Great album openers get the listeners to keep on listening. They can do this in any number of ways. Some openers set the tone by easing us in. Others jump right in and blow our minds from the very beginning. A great album opener isn’t an easy thing to create. More than a great song, it’s all about the sequence. Track 1 has to be the perfect starter. This month, I’m highlighting my favorites. #AlbumOpeningSongs

Before I got my Queen is Dead cassette on that fateful Saturday evening at Tower Records, I already knew the more well-known songs: “Some Girls Are Bigger Than Others”, “The Boy With The Thorn in His Side”, “Bigmouth Strikes Again” and, of course, “There is a Light That Never Goes Out”. But, hearing the entire album was a completely different experience.

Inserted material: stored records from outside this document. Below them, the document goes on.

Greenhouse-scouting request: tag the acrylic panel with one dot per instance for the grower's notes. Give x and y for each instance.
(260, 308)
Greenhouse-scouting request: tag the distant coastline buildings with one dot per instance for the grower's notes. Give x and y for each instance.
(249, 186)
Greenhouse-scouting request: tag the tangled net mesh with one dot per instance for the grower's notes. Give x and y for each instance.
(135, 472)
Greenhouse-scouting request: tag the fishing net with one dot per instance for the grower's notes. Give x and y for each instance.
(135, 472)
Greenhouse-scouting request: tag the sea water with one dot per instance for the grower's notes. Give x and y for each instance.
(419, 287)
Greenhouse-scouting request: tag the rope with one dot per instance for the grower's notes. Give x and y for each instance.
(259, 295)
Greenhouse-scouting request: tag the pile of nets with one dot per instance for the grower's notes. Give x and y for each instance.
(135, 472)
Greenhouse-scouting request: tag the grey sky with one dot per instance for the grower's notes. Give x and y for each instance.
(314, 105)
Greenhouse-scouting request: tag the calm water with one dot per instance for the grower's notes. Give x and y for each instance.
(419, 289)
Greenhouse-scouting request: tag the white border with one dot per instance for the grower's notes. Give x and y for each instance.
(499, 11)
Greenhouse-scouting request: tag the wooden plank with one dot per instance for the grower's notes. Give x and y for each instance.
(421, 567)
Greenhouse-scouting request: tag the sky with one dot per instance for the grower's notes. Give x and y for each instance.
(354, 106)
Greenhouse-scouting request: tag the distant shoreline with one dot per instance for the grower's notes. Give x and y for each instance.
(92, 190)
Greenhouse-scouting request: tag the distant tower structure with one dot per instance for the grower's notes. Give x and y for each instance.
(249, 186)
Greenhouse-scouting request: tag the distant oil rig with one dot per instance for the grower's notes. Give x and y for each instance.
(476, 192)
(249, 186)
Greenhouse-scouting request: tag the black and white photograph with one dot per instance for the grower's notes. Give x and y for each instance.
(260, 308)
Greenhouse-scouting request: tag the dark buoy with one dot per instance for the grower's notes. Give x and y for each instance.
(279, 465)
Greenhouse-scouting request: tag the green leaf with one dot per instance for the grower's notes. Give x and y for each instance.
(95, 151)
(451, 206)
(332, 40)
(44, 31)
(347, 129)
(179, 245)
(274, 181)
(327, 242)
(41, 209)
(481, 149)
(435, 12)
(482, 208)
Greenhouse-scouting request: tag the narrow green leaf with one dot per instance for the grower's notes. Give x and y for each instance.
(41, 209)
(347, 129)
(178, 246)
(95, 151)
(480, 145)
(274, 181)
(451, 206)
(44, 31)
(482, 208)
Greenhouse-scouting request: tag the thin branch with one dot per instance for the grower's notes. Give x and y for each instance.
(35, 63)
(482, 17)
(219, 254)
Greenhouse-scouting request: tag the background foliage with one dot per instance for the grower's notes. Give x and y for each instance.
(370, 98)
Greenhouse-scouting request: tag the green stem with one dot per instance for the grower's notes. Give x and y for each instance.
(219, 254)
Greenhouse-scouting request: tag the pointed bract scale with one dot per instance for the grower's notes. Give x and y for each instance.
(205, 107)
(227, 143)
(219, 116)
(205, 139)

From the very beginning, it was an album that I had to listen to from beginning to end. Perfectly sequenced with not a lackluster track on either side, The Queen is Dead opened with a banger: the song of the same name.

It is an album opener that makes other album openers seem so inadequate. “The Queen Is Dead” kicks off with the sample from “Take Me Back To Dear Old Blighty”. It was magnificent. Before long, Mike Joyce launches a barrage on the drum set and Andy Rourke creates a slinging, cutting bass line, both of which make you hate yourself for ever thinking The Smiths were all about Morrissey and Marr. They’re all firing on all cylinders here. And this title track sounds like nothing else that we’ve heard before. It’s luring us in. And our lives are never the same again because this is The Queen Is Dead.

“Past the pub that saps your body. And the church who'll snatch your money. The Queen is dead, boys. And it's so lonely on a limb.”